Selain mampu memberikan sorotan kepada karakter perempuannya, hal yang membuat Bad Buddy dicintai banyak orang dari seluruh dunia adalah kemampuannya dalam membumikan isu-isu yang cukup rumit atau sensitif dalam dialog-dialognya. Misalnya, isu mengenai generational trauma disampaikan begitu dekat dengan penontonnya melalui konflik utama Pat dan Pran yang dipaksa untuk membenci dan bersaing satu sama lain.
Pat dan Pran adalah korban luka batin dan trauma kedua orang tuanya yang belum selesai dan mereka harus bertanggung jawab atasnya. Hal inilah mengapa konfrontasi Pran kepada ibunya yang secara tidak langsung membebankan tanggung jawab atas luka batin dan trauma kepada dirinya membuat banyak orang di jagat dunia maya riuh. Penonton tidak pernah menyangka apa yang mereka kerap alami dalam kehidupan mereka sendiri disampaikan dengan begitu lugas dan menohok.
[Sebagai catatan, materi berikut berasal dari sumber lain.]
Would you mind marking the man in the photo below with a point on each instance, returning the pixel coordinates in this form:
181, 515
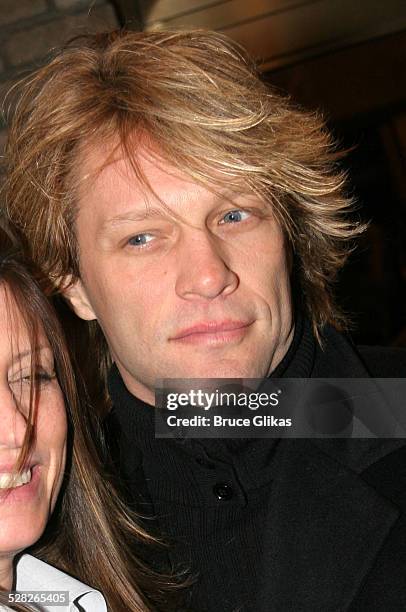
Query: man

Tidak sampai situ saja, Bad Buddy pun dengan sangat baik menghadirkan dialog mengenai keberagaman orientasi seksual dan fluiditas seksualitas dalam sebuah adegan sederhana. P’Aof dalam unggahannya di Instagram pribadinya pada 25 Desember mengungkapkan intensinya untuk menormalisasi percakapan seksualitas orang dewasa muda dan bagaimana romansa LGBTQIA seharusnya dinormalisasi. Ia pun menghadirkan adegan Pat, Pran, Ink, dan Pa berkumpul dalam meja yang sama untuk menikmati shabu-shabu.
Dalam momen kebersamaan itu mereka berbincang tentang seksualitas masing-masing. Pat mengungkapkan bagaimana ia tidak memandang identitas gender atau jenis kelamin seseorang yang kemudian mengukuhkan karakternya sebagai seorang panseksual. Di saat yang sama, Pran pun mengungkapkan bagaimana mungkin suatu saat ia bisa menyukai perempuan, yang membuatnya menjadi karakter penengah narasi tentang bagaimana seksualitas tidak bersifat ajek atau tetap, namun cair.
Pada akhirnya, Bad Buddy adalah sebuah serial yang mampu melampaui genrenya sendiri. Ia secara apik membawakan kombinasi mematikan antara akting yang cemerlang dan alur cerita yang disampaikan begitu memukau. Karenanya, Bad Buddy pun menjadi sebuah tontonan yang kaya karena mampu menyampaikan realita apa adanya dengan caranya yang menghibur hati penontonnya.